Although a good chunk of these inflows should be considered seed capital, the report says the simple fact is that capital is consistently being reallocated away from ageing products into newer, fresher and younger funds. 

The report also finds that high fees hurt fund flows and future risk-adjusted returns, as higher fees led to lower returns and lower flows across all asset classes for new funds. However, the magnitude relative to other factors is smaller than expected. 

“A category’s most expensive fund could lose out on 3% in terms of risk-adjusted returns for equity and allocation [mixed asset] funds compared with the cheapest fund. The effect is less dramatic for fixed-income funds as the difference is only 0.57% risk-adjusted returns on average,” says the report. 

“For new funds, investors are looking at fees as a decision factor, but are also taking into account other information — the manager, firm and category characteristics — and placing more importance on such factors. Yet, for more mature funds, as a previous Morningstar flows report found, historical performance is the single most important driver of flows.”

Therefore, while fees may not play a significant role in an investor’s decision to buy into a new fund, it will affect a new fund’s track record, which will heavily influence investors’ decisions. 

Portfolio managers have more “skin in the game”, that is, they have their financial interests aligned with those of investors and tend to run higher-quality funds, the report indicates. Investor preference for such ownership outpaces the benefit of higher risk-adjusted returns. 

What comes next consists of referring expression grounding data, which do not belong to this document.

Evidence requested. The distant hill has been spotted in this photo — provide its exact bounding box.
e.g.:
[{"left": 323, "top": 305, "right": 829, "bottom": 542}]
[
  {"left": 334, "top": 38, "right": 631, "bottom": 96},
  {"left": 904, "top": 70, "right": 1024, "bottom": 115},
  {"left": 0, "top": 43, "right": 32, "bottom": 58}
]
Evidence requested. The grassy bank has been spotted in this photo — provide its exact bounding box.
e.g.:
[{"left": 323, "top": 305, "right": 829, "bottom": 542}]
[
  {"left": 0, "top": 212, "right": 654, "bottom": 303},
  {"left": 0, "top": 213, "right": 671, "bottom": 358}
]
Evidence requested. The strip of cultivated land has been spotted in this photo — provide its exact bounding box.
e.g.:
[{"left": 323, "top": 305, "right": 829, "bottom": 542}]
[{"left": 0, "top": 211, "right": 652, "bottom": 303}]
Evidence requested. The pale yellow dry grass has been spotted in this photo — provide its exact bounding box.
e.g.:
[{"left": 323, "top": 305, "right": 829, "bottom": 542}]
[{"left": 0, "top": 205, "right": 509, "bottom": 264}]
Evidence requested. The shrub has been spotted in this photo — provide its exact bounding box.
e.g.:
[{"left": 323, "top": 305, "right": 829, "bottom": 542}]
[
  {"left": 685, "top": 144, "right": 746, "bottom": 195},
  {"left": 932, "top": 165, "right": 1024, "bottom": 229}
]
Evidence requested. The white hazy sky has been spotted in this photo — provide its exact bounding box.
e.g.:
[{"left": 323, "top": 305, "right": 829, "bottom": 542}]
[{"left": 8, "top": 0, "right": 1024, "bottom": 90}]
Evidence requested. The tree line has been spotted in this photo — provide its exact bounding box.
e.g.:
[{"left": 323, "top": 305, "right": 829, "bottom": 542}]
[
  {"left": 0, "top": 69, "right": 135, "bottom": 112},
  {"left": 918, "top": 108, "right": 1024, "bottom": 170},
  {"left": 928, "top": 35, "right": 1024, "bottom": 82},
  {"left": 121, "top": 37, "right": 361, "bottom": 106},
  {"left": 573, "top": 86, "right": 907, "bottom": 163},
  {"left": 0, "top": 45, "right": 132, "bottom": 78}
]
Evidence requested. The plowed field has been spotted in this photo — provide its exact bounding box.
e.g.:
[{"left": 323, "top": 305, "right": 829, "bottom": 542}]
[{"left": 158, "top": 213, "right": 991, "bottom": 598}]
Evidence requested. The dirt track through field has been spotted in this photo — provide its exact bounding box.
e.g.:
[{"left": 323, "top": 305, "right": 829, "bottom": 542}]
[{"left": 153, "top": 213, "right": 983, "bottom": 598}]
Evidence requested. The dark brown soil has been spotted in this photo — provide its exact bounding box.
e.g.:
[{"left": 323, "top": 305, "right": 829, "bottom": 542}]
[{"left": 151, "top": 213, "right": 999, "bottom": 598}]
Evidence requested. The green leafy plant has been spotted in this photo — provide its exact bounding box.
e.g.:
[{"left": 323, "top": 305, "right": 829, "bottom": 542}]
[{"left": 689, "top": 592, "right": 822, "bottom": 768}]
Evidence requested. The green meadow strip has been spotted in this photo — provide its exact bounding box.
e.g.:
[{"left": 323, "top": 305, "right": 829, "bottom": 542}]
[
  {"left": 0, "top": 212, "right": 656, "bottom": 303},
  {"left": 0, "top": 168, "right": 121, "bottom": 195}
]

“In this setting, a typical equity fund will have, on average, 5.5% higher risk-adjusted returns and will move up 6.5% percentiles for flows within its category. For fixed-income and allocation funds, the benefit is more dramatic — 1.9% and 4% increases in risk-adjusted returns, with a 6.9% and 8.9% percentile flows increase, respectively.”

Funds with no manager investment in their funds are effectively sending a signal that the management team’s financial interests are not aligned with those of investors, the report notes. This suggests that the funds may be losing out on future business. 

“Investors appear to be using the ownership reporting data as a filter when deciding between two comparable new funds. In the absence of historical information about a manager’s decision-making, investors are using managers’ financial stakes in new funds as a proxy for their stewardship. The decision to do so has shown to be meaningful and positive in terms of higher forward returns,” it says.

Interestingly, the report notes that style tilts that result in good investor outcomes are not widely preferred by investors. They tend to put their money in new funds that invest in popular companies that have done well recently even though the evidence suggests that the opposite choice would have resulted in better investor outcomes. 

“Investors appear to prefer overvalued stocks when undervalued would have served them better. They prefer large-cap tilts even though small-cap tilts are generally better. They like low volatility even when high volatility results in better outcomes.”

These findings, the report says, suggest that asset managers, to the extent that they know about these investor preferences, are in a real pickle. Do they take style tilts that may be less sexy to investors now but ultimately result in better performance? Or do they tilt in a certain style direction that may be more palatable to investors now at the expense of lower expected returns? 

Further complicating the issue is the fact that the biggest predictor of future fund flows is past performance, the report notes. If the ultimate goal is to garner assets, asset managers are forced to choose between playing the long game and the short one. 

“This also suggests that firms such as Morningstar have an important role to play in continuing investor education. Convincing arguments have been made that suggest we may never see a course correction in aggregate despite the best efforts to educate the investing populace on the types of style tilts they should take,” says the report.

It points out that the preferences of investors have generally paid off with better outcomes, as funds that exhibit the traits listed above are generally better cohorts of funds from the investor’s perspective.